As a component of the physical therapy armamentarium, aquatic therapy aims to improve functional limitations, prevent secondary impairments, and improve overall health in a variety of patients, including the pediatric population. The aquatic therapy environment enables nonweight bearing or limited weight bearing exercises, promoting relaxation, decreased muscle tone and pain, and improved range of motion. Previous research of aquatic therapy for children with Cerebral Palsy (CP) has primarily focused on children at Gross Motor Functional Classification System (GMFCS) level I. Research examining the role of aquatic therapy for children with Spina Bifida (SB) is not reported in the literature. The purpose of this case series is to describe and examine the outcomes of an aquatic therapy intervention on core strength, balance, gait speed, and quality of life in children with CP (GMFCS levels II and III) and children with SB (level L3 or below).

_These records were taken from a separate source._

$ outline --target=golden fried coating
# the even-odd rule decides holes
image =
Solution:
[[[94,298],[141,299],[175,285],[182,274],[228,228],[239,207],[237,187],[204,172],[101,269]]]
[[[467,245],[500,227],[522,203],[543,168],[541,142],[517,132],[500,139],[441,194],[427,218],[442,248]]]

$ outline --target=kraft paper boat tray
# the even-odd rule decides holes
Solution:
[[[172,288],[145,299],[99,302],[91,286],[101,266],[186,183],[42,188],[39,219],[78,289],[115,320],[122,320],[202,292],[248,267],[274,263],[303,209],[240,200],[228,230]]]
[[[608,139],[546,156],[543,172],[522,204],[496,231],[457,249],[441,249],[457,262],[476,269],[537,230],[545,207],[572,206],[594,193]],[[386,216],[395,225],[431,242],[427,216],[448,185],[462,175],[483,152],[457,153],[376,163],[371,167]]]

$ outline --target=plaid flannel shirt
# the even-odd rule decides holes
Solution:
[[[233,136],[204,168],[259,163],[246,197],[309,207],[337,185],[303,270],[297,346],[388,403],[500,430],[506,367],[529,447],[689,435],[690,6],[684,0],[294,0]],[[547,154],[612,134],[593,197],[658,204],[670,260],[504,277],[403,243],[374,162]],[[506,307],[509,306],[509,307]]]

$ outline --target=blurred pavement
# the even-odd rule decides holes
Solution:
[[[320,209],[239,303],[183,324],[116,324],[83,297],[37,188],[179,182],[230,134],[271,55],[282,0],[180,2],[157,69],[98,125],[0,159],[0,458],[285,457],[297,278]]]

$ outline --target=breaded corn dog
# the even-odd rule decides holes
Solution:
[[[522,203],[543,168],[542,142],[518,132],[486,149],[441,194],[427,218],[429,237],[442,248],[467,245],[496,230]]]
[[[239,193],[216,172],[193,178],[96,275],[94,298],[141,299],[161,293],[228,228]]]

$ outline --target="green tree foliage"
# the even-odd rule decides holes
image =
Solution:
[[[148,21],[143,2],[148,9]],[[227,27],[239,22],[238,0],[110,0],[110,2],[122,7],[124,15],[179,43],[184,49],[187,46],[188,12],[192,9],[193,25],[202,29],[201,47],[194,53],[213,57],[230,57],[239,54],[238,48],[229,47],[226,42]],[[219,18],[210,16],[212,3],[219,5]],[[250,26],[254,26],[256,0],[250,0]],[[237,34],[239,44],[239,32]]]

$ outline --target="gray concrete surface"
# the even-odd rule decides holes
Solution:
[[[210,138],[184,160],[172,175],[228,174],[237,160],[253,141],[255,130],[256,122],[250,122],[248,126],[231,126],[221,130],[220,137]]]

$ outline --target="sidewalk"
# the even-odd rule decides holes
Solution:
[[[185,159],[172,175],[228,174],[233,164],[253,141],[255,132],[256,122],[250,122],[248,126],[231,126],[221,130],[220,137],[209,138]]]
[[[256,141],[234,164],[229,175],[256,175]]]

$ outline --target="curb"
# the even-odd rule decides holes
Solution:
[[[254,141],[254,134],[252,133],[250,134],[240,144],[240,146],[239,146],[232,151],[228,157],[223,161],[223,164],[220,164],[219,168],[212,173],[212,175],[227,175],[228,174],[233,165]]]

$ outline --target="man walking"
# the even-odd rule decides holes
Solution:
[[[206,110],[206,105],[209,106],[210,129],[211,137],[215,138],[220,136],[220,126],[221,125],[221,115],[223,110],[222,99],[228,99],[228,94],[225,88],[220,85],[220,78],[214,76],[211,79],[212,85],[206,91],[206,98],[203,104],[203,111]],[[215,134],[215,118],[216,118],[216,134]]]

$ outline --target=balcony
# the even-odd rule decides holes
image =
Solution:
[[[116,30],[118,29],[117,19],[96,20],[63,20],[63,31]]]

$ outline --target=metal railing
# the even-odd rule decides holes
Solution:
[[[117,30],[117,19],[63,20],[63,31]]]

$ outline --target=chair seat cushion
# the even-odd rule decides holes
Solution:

Two children with CP and one child with SB participated in a 7-week aquatic therapy program, consisting of 45 min sessions once per week. Pre- and post-testing measured changes in core strength (sit-up test), balance (Pediatric Balance Scale), gait speed (10 Meter Walk Test), and quality of life (Pediatric Quality of Life Inventory). Intervention. The aquatic therapy program consisted of individualized exercises to help improve core muscle strength, balance, gait speed, and overall function. The interventions were tailored to each child's individual needs based on initial examination findings.
Two of the three participants improved in all tested areas. The other improved in three of the four tested areas
Aquatics can be a useful tool to improve core strength, balance, gait speed, and quality of life in children with CP and SB and larger scale trials with rigorous designs are warranted.